Although vaccination with HPV16 L2 11–200 fused to Fla~ elicited significant cross-protection against CRPV virion and HPV PsV challenges in rabbits, it is clear that the multimeric construct provided significantly broader immunity upon both active and passive immunization. Further, in the mouse vaginal challenge model, the multimer constructs were more broadly protective against diverse types of HPV PsV than Fla~1 × 11–200, similar to data obtained without the Fla~ fusion [27]. In contrast there was no significant difference in the cross-protection elicited by Fla~5 × 11–88 and Fla~8 × 11–88, as recently described for similar constructs without the Fla~ fusion [27]. Since neither immunogen contained an HPV56 L2 sequence (Fig. 1A), the superior efficacy against PsV56 of Fla~5 × 11–88 over Fla~1 × 11–200 further supports the concept that multitype L2 immunization may preferentially expand cross-reactive B cells [22].
In summary, we show that vaccination with oligomeric Fla~L2 induces cross-protection against divergent HPV types from different oncogenic clades after challenge at both cutaneous and mucosal sites in relevant animal models. Following active immunization, oligomeric Fla-L2 fusions provided complete protection against infection and disease induced by both homologous and heterologous HPV challenge. The longevity of the cross-protective immune response was demonstrated for Fla~L2 vaccines for up to 1 year. Through the determination of the EPPT, passive transfer studies showed broader cross-protection afforded by L2 delivered as a flagellin fusion than by L1 VLPs. These findings suggest the merit of an oliogomeric L2-TLR5 agonist fusion approach and its potential superiority to L1-based vaccines for cross-protection against non-vaccinal HPV types. Dose ranging studies indicate the dose-sparing potential of the flagellin approach with significant cross-protection observed at doses as low as 1 μg.
Supplementary Material
Acknowledgments
Authors are grateful for technical assistance provided by Susana Pang (NIH), Karla Balogh (PennState University) as well as to Raymond Oomen, Mark Parrington, and Michael Watson (Sanofi Pasteur) for valuable discussions. We are also thankful to Yves Gried-Chambaz (Sanofi Pasteur) for building of L2-based HPV phylogenetic tree.

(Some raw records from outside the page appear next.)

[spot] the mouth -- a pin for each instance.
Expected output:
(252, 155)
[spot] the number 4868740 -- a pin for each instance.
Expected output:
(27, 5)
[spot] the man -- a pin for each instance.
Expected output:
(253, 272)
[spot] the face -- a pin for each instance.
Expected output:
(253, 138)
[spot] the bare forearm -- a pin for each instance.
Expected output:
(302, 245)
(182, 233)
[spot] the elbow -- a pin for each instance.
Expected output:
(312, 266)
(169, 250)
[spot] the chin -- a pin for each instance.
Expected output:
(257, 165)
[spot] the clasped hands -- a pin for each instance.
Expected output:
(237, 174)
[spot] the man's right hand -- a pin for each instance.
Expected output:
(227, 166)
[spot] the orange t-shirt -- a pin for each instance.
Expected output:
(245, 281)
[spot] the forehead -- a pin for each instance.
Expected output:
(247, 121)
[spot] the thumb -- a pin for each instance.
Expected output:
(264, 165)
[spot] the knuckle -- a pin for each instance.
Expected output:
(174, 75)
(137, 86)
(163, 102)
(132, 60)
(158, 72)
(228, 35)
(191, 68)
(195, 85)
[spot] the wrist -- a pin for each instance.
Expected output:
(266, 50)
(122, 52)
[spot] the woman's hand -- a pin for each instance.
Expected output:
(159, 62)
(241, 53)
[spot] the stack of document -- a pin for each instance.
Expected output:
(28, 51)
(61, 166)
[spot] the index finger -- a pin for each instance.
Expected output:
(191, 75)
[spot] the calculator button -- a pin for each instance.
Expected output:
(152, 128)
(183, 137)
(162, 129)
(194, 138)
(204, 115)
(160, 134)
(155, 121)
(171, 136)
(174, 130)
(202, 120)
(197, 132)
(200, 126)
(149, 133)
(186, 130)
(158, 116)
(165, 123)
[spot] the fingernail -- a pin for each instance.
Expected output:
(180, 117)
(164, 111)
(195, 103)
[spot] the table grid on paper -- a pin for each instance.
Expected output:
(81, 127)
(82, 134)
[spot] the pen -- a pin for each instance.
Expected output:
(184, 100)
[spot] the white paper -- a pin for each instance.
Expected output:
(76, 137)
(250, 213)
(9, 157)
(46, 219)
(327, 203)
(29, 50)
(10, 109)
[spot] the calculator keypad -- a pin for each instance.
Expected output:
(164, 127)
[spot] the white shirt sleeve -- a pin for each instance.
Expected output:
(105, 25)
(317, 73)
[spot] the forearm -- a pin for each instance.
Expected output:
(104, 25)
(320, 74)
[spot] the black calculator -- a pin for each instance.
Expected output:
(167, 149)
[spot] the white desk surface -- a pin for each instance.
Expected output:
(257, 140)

Funding: This study was funded by Sanofi Pasteur.
Appendix A. Supplementary data
Supplementary data associated with this article can be found, in the online version, at http://dx.doi.org/10.1016/j.vaccine.2014.04.032.
Footnotes
Ethical statement: Mouse studies were carried out in strict accordance with the recommendations in the Guide for the Care and Use of Laboratory Animals of the National Institutes of Health. All animal studies were performed with the prior approval of the Animal Care and Use Committee of Johns Hopkins University (protocol MO08M19). Rabbit studies were performed according to the quality service and ethical treatment policy of Covance Inc. All Covance programs are AAALAC International accredited, and meet or exceed USDA Research License requirements, as well as those of the “Guide for Care and Use of Laboratory Animals”. All animal studies are performed with the prior approval of the Institutional Animal Care and Use Committee.
Conflict of interests: SJ and RBSR are co-inventors on L2 patents licensed to Shantha Biotechnics Ltd., GlaxoSmithKline, PaxVax Inc. and Acambis Inc., and have received grant support from Sanofi Pasteur. The terms of these arrangements are managed by Johns Hopkins University in accordance with its conflict of interest policies. JTS is a co-inventor on U.S. Government owed patents on papillomavirus L1 vaccines that are licensed to Merck & Co. and GlaxoSmithKline and L2 vaccines that are licensed to Shantha Biotechnics Ltd., GlaxoSmithKline, PaxVax Inc., Acambis Inc. and Sanofi Pasteur.